With this in mind, I would argue State laws that presume to tell electors what to do when they cast their vote guaranteed them by the U.S. Constitution are null and void. The fact the Constitution gives electors a vote plainly means they are bestowed with the power to make a choice -- for making a choice is the essence of voting. The Constitution granted States no power to take away the elector’s choice. Somewhat similarly, the Supreme Court has struck down State laws presuming to impose term limits on U.S. Congressmen. Mere state laws cannot alter the mechanisms of the Federal Government established by the Constitution.
Having said all that, the point is, of course, academic.
People like the idea of having the electors bound to the will of the people of the State; and nobody is really interested in challenging these laws. And if such a Supreme Court decision ever came down, I'm sure a Constitutional Amendment overruling it would be passed in short order.
I really like the congressional idea.
Congressional districts... wouldn’t those would be the pesky little things that keep leading to legislators fleeing Texas?

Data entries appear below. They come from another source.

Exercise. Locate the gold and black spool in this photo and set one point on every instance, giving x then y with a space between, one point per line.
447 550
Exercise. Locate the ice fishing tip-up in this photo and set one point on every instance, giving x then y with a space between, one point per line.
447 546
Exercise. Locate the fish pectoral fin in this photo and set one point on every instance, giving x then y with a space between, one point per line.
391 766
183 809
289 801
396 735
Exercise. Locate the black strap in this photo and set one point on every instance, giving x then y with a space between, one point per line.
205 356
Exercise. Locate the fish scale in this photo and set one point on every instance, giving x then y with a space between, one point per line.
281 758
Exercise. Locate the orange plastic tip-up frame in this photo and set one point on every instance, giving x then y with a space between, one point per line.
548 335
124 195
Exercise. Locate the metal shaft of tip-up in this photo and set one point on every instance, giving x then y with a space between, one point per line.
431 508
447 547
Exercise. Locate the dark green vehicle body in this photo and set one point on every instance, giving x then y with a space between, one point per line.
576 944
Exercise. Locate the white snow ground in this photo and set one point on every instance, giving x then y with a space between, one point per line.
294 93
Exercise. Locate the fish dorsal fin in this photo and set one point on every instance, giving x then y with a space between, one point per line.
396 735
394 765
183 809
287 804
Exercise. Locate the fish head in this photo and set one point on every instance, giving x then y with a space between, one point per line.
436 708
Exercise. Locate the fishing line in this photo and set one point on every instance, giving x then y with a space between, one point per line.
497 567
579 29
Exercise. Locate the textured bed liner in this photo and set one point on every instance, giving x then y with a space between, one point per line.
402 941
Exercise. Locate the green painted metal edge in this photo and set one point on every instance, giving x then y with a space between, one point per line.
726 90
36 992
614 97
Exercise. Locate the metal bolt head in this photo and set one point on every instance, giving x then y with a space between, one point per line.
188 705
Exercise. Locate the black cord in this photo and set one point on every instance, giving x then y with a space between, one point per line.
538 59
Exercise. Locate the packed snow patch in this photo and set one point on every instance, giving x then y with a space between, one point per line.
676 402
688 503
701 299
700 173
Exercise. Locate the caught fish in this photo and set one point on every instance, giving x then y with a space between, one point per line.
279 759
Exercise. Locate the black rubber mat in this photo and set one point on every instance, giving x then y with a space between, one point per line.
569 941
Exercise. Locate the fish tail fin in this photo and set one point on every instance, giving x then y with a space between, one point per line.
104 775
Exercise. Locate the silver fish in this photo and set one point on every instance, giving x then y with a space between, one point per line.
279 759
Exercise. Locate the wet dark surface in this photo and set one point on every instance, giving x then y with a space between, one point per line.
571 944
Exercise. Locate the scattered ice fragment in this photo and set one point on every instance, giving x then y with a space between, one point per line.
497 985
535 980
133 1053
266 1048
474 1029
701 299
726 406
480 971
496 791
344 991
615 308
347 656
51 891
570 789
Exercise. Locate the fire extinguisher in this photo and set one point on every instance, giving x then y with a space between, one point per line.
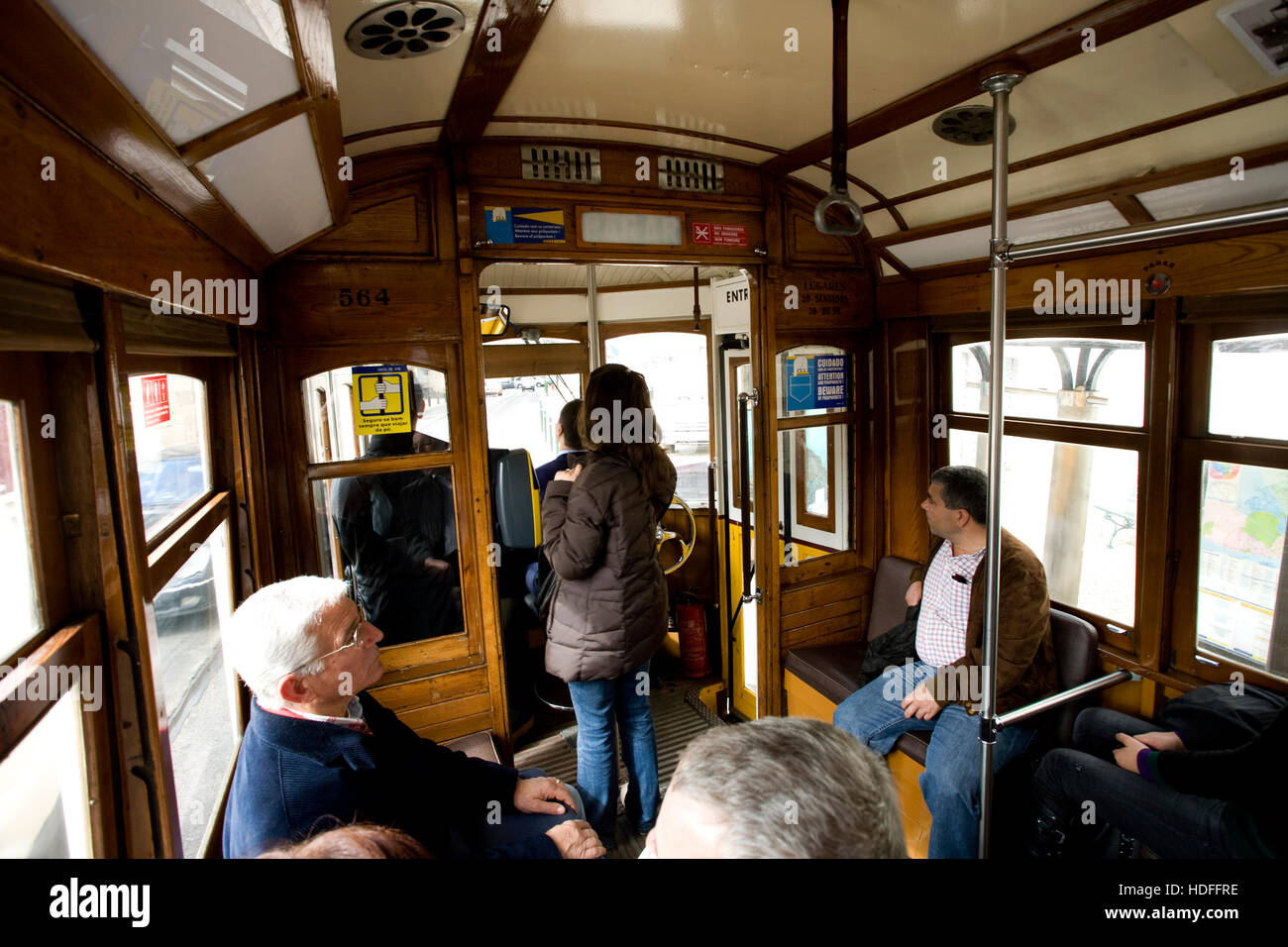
691 617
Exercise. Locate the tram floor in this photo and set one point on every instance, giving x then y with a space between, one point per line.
552 745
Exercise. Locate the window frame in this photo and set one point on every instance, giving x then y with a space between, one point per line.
1127 641
171 547
1196 444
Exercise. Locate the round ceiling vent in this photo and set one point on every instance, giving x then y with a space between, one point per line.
404 29
967 125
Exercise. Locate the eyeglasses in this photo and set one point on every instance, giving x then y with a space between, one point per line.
352 641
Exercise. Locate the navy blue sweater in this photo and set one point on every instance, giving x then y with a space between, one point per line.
297 777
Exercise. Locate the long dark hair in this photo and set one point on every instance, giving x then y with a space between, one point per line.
606 428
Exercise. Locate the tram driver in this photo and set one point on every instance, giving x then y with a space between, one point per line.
321 751
940 684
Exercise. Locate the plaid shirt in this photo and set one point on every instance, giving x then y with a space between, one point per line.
945 605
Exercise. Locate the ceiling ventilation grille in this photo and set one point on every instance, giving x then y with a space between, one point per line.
558 162
404 29
1261 26
675 172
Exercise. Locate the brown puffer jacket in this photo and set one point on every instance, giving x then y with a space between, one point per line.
608 615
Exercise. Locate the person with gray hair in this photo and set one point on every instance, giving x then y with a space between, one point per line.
778 788
320 750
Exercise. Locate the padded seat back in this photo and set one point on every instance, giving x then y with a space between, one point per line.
894 575
1076 648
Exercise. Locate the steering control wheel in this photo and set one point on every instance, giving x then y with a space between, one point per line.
665 536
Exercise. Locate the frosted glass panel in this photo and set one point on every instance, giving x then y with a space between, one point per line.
193 64
973 244
273 182
1258 185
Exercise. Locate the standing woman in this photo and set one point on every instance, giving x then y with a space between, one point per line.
608 613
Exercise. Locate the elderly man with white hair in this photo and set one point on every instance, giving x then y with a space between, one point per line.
320 751
778 788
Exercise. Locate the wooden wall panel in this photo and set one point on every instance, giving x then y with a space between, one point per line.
305 299
500 159
907 457
78 223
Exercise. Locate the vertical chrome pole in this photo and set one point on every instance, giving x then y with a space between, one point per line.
1000 86
592 317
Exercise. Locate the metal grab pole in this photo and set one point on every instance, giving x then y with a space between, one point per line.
1000 86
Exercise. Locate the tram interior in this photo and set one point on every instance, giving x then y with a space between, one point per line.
455 232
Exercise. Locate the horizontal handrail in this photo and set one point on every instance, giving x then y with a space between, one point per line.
1064 697
1149 232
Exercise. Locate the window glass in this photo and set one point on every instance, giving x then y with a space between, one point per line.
523 412
170 444
1076 508
20 608
1244 372
814 380
814 489
393 538
675 368
197 684
330 410
44 799
1094 380
1240 565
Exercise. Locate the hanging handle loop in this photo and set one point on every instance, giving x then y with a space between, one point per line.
840 195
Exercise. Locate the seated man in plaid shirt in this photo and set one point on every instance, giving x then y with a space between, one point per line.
941 688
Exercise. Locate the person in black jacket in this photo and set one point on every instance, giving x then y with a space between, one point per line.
1209 793
321 751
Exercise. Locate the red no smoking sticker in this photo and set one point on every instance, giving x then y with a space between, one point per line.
156 399
720 235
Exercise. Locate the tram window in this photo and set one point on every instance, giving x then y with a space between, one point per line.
171 445
818 467
523 412
675 368
799 382
21 604
197 684
329 408
1240 565
1076 508
1243 369
1096 380
391 536
44 797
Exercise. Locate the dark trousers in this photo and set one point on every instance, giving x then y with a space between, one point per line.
1086 788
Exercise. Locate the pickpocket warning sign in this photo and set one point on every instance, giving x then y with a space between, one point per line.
381 399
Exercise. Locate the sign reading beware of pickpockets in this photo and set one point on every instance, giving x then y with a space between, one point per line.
381 399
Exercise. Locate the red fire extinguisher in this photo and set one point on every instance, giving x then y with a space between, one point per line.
692 621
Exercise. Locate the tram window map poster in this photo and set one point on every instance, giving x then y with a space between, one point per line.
1240 557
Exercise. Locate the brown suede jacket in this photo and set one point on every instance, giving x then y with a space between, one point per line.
1025 654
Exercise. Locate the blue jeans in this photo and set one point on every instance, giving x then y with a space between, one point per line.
1175 825
597 703
951 781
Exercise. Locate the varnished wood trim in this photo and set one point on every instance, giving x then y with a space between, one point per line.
487 73
1127 187
248 127
1109 20
309 26
1131 134
167 558
366 467
393 131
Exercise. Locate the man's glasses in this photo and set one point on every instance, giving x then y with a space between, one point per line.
352 641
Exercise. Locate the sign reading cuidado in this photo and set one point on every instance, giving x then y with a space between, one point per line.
816 380
381 399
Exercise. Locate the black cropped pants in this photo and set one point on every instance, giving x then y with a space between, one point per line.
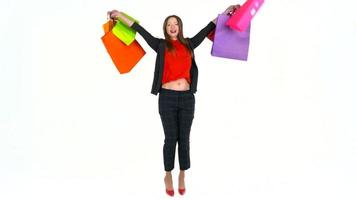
176 109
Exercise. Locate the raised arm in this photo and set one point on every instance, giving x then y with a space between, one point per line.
199 37
153 42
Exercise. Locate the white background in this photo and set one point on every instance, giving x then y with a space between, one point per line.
279 126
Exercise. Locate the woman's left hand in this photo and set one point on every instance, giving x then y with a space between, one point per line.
231 9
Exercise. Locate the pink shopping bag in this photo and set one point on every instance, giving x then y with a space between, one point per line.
241 19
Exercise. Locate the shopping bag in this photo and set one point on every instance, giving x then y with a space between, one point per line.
241 19
229 43
108 26
211 35
123 32
124 57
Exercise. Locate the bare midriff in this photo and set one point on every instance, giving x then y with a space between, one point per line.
178 85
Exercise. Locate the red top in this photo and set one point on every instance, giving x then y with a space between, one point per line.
176 63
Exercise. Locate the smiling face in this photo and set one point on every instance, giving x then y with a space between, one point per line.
172 28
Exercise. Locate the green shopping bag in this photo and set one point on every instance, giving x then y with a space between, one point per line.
123 32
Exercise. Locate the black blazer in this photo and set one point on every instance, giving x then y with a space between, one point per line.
158 45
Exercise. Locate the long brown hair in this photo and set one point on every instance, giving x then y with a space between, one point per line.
180 37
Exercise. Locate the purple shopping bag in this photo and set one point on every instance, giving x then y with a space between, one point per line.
229 43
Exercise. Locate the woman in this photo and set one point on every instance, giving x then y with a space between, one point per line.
175 79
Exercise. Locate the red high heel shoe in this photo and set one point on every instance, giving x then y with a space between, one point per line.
181 191
170 192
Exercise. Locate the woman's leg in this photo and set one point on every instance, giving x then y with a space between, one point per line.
169 117
185 118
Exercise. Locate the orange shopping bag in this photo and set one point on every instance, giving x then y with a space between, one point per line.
124 57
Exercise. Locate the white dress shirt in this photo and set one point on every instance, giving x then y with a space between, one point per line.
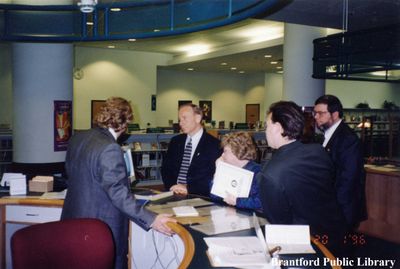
329 132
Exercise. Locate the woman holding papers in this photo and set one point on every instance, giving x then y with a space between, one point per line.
239 150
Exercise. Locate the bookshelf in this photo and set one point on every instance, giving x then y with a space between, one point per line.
378 129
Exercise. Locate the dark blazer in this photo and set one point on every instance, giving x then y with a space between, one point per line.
345 149
296 187
202 166
98 187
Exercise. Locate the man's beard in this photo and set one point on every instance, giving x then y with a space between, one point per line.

Under this proposal, gerrymandering would not only affect representation in the U.S. House, but the selection of the President as well. No, I've never liked the sound of that.
Another idea I’ve heard but hasn’t been mentioned in this thread: since there is no Constitutional requirement that electoral votes be awarded on a winner-take-all basis, divide each State's electoral votes based on the amount of votes cast for each candidate*. So, a State with 10 electoral votes whose populace voted 60% Republican, 30% Democratic, and 10% Green would issue 6 votes to the Republican candidate, 3 to the Democrat, and 1 to Ralph Nader.
Imagine the countless kids cursing our names as they learn the formula in Civics class and struggle through the calculations on the final exam!
Or, we could simply keep the current winner-take-all votes system, but amend the Constitution to abolish the actual casting of votes by electors in their State Capitols. The person with the most votes in each state is simply awarded all the electoral votes.
* Naturally, you’d want to include other specifics, such as perhaps a 33% of the vote threshold (since each State is guaranteed a minimum 3 electoral votes), guidelines as to when you round up, etc.